I just noticed today Tangelo shed a couple of quills. He used to shed like one or 2 ocasionally, but while playing with him last night, there where about 4-5 and about 3-4 in his hedgiebag. I really looked close and I didn't seen any mites, just dry skin. Could that cause the quill loss? Could he be younger than the SPCA told me? Any ideas, cause I've never deal with this (beside quilling) in the past. Oh and I saw some little quill poking trough his skin...


----------



## Pipkin (Aug 26, 2009)

I don't really get the quilling thing, My Turbo is still quilling extensively every night and he is over 3 mths old now, he has been quilling since he was 8 weeks old, and i mean losing loads and loads every night.
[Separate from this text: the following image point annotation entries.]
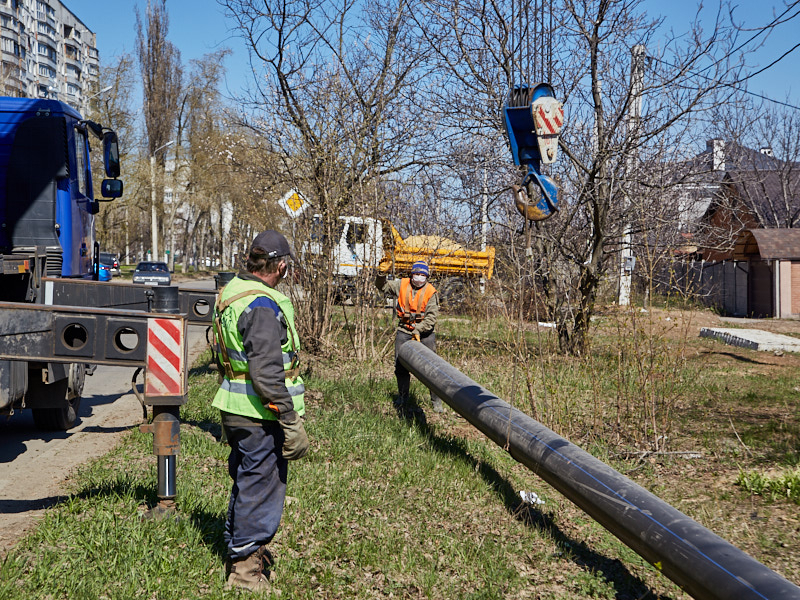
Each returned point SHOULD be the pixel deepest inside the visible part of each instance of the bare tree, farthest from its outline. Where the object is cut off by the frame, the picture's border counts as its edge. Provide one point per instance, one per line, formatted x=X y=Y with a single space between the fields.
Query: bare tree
x=336 y=87
x=162 y=83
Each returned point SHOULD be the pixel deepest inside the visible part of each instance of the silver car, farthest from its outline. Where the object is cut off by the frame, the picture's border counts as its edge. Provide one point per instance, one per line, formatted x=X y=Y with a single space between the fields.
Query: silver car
x=152 y=273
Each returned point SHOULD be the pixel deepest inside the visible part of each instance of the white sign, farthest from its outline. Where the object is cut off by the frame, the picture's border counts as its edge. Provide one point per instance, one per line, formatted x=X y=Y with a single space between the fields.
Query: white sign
x=294 y=203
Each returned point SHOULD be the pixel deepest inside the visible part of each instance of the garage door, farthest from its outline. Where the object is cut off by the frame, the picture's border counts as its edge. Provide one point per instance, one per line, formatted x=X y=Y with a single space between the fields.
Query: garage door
x=796 y=288
x=760 y=289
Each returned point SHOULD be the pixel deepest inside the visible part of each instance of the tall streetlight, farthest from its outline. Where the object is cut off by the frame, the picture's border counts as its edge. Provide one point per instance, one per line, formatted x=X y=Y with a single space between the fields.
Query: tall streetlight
x=103 y=91
x=153 y=215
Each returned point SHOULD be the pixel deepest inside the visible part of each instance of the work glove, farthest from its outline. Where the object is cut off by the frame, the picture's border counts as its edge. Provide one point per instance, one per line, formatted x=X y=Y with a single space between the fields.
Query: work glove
x=295 y=440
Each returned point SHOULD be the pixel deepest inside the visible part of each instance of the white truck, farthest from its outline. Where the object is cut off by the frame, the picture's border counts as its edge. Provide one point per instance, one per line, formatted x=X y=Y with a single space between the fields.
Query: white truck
x=365 y=246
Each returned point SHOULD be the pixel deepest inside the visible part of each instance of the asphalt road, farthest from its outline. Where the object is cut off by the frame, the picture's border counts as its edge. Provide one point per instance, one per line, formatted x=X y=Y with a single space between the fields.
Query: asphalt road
x=34 y=465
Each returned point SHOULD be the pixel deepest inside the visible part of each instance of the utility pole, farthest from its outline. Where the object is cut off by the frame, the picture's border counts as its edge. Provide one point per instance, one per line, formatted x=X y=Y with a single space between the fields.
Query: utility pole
x=484 y=215
x=634 y=113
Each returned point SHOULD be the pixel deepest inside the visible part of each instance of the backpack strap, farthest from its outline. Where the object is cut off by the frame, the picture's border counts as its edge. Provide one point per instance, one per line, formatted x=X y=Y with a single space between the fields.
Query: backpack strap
x=221 y=307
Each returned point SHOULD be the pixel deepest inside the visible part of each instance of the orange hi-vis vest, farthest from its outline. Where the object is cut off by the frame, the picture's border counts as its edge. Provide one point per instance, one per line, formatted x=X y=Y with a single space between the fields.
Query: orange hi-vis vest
x=411 y=308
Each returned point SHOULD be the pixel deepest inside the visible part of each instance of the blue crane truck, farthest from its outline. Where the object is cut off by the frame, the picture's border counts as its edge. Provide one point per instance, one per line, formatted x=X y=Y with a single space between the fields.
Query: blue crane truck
x=47 y=209
x=57 y=320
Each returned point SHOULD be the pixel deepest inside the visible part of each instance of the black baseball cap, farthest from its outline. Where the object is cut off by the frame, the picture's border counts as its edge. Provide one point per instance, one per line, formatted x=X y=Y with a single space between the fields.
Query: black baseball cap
x=270 y=244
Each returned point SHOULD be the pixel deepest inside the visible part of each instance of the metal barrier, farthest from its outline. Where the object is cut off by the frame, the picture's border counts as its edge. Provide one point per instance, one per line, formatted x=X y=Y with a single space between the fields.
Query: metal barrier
x=702 y=563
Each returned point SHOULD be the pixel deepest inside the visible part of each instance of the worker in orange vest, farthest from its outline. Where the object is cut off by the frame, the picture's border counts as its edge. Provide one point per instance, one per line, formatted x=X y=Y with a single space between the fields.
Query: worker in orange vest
x=417 y=309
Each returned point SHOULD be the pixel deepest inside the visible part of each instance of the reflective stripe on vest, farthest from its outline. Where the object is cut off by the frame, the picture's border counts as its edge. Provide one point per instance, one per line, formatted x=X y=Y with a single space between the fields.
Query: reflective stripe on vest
x=236 y=394
x=411 y=307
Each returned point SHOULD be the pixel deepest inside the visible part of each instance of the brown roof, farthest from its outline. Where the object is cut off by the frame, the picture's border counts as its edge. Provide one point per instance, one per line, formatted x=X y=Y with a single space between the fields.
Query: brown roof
x=782 y=244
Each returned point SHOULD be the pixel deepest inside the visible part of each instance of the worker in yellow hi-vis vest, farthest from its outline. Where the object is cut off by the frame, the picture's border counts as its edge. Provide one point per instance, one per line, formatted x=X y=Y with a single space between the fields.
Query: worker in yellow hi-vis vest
x=261 y=405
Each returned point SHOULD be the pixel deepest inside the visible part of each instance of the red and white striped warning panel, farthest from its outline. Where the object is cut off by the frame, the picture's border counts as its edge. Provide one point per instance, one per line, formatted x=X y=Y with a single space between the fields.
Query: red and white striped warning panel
x=165 y=358
x=548 y=116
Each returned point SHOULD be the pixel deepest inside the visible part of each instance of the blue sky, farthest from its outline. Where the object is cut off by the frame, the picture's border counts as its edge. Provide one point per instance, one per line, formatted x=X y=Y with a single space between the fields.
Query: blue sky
x=198 y=27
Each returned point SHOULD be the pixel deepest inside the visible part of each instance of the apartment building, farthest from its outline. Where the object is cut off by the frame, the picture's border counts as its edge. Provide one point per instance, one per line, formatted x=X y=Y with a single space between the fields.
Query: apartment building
x=46 y=52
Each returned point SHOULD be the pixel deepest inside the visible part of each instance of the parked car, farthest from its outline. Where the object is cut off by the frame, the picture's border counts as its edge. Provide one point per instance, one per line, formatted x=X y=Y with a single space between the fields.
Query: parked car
x=104 y=273
x=110 y=260
x=152 y=273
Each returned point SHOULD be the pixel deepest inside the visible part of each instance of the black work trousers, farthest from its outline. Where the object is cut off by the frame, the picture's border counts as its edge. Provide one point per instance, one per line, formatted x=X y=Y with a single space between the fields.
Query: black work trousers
x=400 y=372
x=258 y=471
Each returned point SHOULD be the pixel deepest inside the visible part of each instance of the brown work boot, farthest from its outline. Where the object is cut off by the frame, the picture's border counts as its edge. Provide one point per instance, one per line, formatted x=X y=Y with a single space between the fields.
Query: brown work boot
x=252 y=572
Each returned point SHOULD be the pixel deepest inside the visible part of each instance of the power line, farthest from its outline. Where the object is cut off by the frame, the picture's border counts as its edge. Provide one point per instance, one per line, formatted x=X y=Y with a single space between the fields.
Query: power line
x=776 y=21
x=734 y=84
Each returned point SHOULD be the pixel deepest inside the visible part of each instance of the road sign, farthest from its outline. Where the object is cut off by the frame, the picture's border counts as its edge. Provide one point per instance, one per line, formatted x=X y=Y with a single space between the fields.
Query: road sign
x=294 y=203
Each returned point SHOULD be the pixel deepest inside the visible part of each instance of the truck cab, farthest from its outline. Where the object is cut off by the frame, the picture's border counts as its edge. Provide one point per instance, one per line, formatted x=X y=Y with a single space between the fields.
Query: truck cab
x=47 y=200
x=47 y=208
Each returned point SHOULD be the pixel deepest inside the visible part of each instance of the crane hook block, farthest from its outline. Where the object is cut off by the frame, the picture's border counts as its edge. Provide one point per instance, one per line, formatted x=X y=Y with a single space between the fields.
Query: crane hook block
x=530 y=207
x=533 y=118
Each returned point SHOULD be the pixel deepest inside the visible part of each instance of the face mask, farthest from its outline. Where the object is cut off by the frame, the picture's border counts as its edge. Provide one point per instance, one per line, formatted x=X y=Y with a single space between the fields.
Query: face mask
x=418 y=280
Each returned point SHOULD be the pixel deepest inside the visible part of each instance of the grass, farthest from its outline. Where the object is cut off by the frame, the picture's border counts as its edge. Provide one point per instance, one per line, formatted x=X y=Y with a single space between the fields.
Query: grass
x=773 y=487
x=422 y=506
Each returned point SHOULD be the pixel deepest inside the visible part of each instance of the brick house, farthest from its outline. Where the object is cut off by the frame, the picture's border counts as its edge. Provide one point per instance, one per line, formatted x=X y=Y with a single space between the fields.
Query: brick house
x=747 y=237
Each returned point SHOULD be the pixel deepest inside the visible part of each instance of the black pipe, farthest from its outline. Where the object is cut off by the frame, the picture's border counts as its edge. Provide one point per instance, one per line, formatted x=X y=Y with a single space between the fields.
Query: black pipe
x=702 y=563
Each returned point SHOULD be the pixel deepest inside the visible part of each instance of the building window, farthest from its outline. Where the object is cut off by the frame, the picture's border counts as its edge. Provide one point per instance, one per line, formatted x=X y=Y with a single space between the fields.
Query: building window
x=10 y=46
x=47 y=71
x=45 y=28
x=45 y=50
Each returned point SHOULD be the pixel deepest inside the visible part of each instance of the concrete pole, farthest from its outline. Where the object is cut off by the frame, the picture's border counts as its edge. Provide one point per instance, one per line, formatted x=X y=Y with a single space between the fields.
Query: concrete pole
x=484 y=217
x=626 y=253
x=153 y=214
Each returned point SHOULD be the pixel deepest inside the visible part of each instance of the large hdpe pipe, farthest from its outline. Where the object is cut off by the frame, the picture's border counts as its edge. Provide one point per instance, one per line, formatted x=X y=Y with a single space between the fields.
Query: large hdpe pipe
x=699 y=561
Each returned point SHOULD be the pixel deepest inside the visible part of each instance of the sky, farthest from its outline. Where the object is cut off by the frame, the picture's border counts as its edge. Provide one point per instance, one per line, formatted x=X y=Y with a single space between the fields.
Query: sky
x=198 y=27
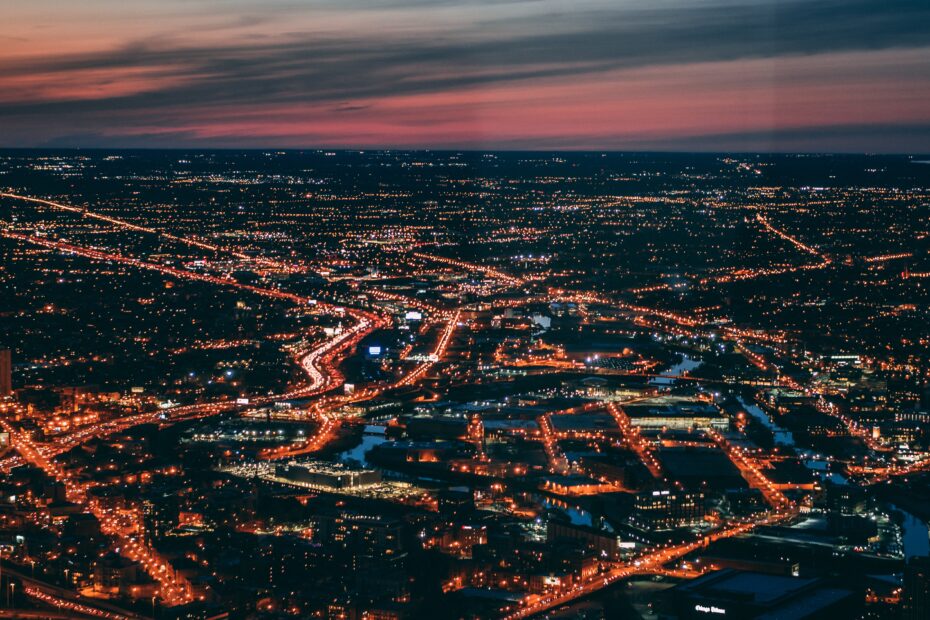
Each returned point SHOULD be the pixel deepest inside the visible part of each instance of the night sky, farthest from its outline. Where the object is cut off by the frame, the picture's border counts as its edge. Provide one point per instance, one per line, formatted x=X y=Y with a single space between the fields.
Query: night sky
x=744 y=75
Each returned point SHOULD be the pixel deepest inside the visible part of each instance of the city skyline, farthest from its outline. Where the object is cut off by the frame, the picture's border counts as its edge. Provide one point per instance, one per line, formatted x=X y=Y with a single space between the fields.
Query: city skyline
x=671 y=76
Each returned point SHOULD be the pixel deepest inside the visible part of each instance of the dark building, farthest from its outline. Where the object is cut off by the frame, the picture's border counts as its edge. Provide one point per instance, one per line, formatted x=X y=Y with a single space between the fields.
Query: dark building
x=743 y=595
x=915 y=604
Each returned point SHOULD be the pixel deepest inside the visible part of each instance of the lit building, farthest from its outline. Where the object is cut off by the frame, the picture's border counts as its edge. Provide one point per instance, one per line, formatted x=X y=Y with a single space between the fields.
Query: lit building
x=6 y=372
x=666 y=510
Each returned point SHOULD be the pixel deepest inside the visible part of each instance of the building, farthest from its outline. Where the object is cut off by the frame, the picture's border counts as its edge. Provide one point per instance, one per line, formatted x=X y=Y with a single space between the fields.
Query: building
x=6 y=372
x=328 y=475
x=740 y=595
x=655 y=511
x=915 y=602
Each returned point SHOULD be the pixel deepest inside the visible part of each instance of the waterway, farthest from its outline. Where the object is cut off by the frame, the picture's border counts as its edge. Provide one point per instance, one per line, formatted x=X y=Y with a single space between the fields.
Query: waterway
x=783 y=437
x=916 y=535
x=687 y=364
x=372 y=436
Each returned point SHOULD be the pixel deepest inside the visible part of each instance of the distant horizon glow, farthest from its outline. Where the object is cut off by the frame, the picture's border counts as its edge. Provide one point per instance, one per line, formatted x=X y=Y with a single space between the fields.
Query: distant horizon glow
x=673 y=75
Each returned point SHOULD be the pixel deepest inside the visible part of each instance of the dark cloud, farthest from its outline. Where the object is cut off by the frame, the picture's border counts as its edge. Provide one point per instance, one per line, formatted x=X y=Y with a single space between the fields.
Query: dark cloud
x=343 y=70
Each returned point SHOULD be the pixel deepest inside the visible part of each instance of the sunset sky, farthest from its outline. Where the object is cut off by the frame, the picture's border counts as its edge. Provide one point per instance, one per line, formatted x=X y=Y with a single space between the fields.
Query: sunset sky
x=750 y=75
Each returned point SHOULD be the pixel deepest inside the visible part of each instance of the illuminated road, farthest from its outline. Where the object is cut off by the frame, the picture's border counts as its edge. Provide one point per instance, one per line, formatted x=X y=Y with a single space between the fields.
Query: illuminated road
x=154 y=231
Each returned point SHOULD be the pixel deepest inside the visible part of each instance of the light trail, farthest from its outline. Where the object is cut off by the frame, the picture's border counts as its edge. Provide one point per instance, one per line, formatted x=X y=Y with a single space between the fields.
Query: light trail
x=154 y=231
x=789 y=238
x=488 y=271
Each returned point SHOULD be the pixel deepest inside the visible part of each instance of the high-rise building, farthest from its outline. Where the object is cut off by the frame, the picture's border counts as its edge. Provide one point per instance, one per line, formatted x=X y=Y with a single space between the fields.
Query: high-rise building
x=916 y=599
x=6 y=373
x=654 y=511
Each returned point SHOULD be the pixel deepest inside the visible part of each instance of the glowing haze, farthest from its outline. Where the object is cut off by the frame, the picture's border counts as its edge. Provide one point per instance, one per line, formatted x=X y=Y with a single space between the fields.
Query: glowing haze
x=834 y=75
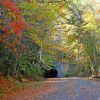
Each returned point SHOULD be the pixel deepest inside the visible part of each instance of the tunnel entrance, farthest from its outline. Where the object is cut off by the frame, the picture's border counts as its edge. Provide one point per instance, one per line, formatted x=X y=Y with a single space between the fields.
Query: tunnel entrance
x=53 y=73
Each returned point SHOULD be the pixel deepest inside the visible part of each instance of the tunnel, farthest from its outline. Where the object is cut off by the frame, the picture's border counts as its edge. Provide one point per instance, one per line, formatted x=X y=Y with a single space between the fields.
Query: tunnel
x=53 y=73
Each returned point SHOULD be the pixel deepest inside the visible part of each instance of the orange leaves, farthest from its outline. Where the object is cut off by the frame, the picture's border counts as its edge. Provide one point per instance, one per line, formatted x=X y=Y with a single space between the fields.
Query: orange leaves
x=8 y=4
x=14 y=24
x=17 y=26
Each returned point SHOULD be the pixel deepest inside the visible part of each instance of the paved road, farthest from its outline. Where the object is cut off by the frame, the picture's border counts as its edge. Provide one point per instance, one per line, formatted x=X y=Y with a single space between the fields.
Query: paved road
x=73 y=89
x=61 y=89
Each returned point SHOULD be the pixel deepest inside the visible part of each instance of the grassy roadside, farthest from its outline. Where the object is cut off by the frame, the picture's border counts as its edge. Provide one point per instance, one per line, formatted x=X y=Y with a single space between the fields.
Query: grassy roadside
x=9 y=85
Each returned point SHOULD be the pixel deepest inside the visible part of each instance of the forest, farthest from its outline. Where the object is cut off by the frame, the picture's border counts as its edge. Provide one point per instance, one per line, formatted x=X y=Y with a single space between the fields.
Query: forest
x=34 y=34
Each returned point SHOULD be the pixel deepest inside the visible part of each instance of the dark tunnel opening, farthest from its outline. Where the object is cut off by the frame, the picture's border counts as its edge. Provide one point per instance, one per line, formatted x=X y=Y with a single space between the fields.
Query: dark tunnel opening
x=53 y=73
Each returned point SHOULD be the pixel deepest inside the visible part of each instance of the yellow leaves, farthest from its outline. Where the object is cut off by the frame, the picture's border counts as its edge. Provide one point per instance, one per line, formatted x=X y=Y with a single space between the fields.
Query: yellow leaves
x=89 y=21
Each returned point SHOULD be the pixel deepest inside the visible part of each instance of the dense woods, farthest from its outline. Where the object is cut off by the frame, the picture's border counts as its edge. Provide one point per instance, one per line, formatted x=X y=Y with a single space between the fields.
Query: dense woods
x=34 y=34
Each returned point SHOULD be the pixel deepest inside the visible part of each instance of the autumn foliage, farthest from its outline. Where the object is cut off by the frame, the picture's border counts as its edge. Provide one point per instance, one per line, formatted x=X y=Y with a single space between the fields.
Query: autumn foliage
x=12 y=23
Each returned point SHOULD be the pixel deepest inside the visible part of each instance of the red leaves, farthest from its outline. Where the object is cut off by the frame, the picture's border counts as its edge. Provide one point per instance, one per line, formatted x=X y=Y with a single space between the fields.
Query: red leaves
x=17 y=27
x=8 y=4
x=13 y=26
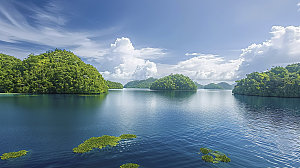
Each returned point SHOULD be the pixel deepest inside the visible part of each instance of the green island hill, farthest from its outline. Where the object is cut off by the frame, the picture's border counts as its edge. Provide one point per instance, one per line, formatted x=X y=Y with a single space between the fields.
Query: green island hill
x=221 y=85
x=53 y=72
x=101 y=142
x=140 y=83
x=276 y=82
x=174 y=82
x=130 y=165
x=114 y=85
x=212 y=156
x=10 y=155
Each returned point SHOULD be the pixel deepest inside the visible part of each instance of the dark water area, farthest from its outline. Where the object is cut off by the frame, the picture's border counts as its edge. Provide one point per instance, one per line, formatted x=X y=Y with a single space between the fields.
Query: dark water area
x=171 y=127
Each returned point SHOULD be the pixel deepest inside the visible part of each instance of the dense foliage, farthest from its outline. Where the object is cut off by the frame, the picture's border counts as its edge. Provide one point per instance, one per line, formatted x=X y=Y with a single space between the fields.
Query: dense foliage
x=101 y=142
x=212 y=156
x=174 y=82
x=58 y=71
x=279 y=82
x=140 y=83
x=114 y=85
x=221 y=85
x=9 y=155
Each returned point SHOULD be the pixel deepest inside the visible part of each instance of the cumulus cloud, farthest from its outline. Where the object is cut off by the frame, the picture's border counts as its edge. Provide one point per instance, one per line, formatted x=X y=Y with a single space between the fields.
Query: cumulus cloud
x=207 y=67
x=281 y=49
x=123 y=62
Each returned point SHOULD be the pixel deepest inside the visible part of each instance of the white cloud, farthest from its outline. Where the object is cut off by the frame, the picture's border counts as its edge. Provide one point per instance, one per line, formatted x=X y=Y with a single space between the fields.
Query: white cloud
x=207 y=68
x=123 y=62
x=281 y=49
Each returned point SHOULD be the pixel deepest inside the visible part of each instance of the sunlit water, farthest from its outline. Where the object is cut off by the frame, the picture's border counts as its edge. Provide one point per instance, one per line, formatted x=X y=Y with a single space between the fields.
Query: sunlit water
x=171 y=127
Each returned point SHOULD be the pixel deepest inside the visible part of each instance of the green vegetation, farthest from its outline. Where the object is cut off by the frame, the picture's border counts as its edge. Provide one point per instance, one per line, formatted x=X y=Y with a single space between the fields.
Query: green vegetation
x=277 y=82
x=130 y=165
x=221 y=85
x=212 y=86
x=114 y=85
x=13 y=154
x=213 y=156
x=53 y=72
x=174 y=82
x=140 y=83
x=199 y=86
x=100 y=142
x=128 y=136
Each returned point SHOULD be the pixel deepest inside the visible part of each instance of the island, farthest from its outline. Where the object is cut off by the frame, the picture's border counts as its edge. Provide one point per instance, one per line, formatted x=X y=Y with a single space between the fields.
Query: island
x=10 y=155
x=277 y=82
x=114 y=85
x=53 y=72
x=101 y=142
x=174 y=82
x=140 y=83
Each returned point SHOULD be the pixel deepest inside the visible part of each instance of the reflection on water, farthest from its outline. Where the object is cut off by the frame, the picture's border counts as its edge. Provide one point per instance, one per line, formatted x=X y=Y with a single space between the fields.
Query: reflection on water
x=273 y=125
x=171 y=127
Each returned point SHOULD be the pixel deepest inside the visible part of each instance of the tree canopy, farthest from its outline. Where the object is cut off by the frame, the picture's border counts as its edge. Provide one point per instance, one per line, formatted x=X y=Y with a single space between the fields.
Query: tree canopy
x=114 y=85
x=174 y=82
x=140 y=83
x=53 y=72
x=278 y=82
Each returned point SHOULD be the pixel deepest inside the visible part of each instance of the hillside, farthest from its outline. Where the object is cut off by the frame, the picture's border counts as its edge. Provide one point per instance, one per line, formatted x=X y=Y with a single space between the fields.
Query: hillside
x=174 y=82
x=53 y=72
x=277 y=82
x=114 y=85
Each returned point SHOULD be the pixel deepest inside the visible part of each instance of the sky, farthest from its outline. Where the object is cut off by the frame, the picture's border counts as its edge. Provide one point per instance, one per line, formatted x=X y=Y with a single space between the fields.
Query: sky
x=207 y=40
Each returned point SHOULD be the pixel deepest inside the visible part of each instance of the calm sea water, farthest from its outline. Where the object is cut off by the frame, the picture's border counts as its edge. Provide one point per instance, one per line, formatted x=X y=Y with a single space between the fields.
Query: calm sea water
x=171 y=127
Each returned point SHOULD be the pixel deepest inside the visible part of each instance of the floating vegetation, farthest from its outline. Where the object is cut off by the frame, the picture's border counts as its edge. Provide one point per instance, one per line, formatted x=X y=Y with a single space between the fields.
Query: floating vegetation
x=127 y=136
x=130 y=165
x=13 y=154
x=101 y=142
x=213 y=156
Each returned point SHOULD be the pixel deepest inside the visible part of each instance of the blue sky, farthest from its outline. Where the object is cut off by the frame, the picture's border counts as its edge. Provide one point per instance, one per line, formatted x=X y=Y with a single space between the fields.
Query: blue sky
x=209 y=41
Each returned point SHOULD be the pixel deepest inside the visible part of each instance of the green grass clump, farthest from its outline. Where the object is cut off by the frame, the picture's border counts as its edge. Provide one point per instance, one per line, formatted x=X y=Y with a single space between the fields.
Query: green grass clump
x=128 y=136
x=97 y=142
x=205 y=150
x=208 y=158
x=101 y=142
x=130 y=165
x=13 y=154
x=213 y=156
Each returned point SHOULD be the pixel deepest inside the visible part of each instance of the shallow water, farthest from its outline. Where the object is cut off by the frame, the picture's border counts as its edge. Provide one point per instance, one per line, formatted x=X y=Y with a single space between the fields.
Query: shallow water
x=171 y=127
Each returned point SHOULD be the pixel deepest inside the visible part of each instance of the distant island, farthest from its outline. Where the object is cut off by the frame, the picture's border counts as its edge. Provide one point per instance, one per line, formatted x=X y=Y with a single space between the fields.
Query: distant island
x=140 y=83
x=53 y=72
x=221 y=85
x=277 y=82
x=114 y=85
x=174 y=82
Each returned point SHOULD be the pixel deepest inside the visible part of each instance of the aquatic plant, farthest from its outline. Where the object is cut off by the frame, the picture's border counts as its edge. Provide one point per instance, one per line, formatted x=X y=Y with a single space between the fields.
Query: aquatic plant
x=130 y=165
x=208 y=158
x=205 y=150
x=213 y=156
x=127 y=136
x=13 y=154
x=101 y=142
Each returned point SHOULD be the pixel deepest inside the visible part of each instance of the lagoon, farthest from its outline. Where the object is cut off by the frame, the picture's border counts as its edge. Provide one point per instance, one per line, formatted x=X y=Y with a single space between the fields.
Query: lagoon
x=171 y=127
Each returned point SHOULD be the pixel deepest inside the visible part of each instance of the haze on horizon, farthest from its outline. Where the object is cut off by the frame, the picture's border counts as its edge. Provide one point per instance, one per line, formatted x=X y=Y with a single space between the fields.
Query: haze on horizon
x=209 y=41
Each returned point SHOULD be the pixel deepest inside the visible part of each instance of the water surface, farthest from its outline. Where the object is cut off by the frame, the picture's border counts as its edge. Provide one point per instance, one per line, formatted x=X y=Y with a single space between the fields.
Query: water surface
x=171 y=127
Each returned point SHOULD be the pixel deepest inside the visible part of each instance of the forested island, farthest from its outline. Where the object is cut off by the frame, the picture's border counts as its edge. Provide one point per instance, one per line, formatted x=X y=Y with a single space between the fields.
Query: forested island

I didnt think it lasted this long. 

And as for your little baby i have no idea, He surely couldnt be much younger than 2 years, that'd mean they'd guessed totally wrong?

Poor little things, i wish they didnt have to anyway.

Sorry i couldnt help, im just as confused as you with your little one and mine :lol:


----------



## Kalandra (Aug 25, 2008)

Oh there are a few things that can cause quills to be shed and new ones to grow in that may not require a vet visit.

A few examples: If he was eating a poor diet before and depending on how long you have had him he may go through a quilling. I've had a couple of rescues now that were being fed a lower quality diet shed old quills and grow in new ones. Also large amounts of stress can also cause a quilling. I've had this happen after surgery or some other traumatic health event. Overly dry skin can also cause some quill loss.

As long as there are plenty of quills poking through his skin to replace those being lost, and he doesn't have dry flaky skin, or is scratching too much, then I would assume he is shedding old quills and growing in new healthier ones. You may want to add a drop or two of vitamin E oil or flaxseed oil to his back to help sooth his dry skin and make it easier for the new quills to poke through.


----------



## Nancy (Aug 22, 2008)

Stress can cause them to loose quills and it can be quite a large amount. The time frame is about right for him to be loosing quills due to stress. I don't think he'es a baby. He doesn't look at all like a baby or baby quills.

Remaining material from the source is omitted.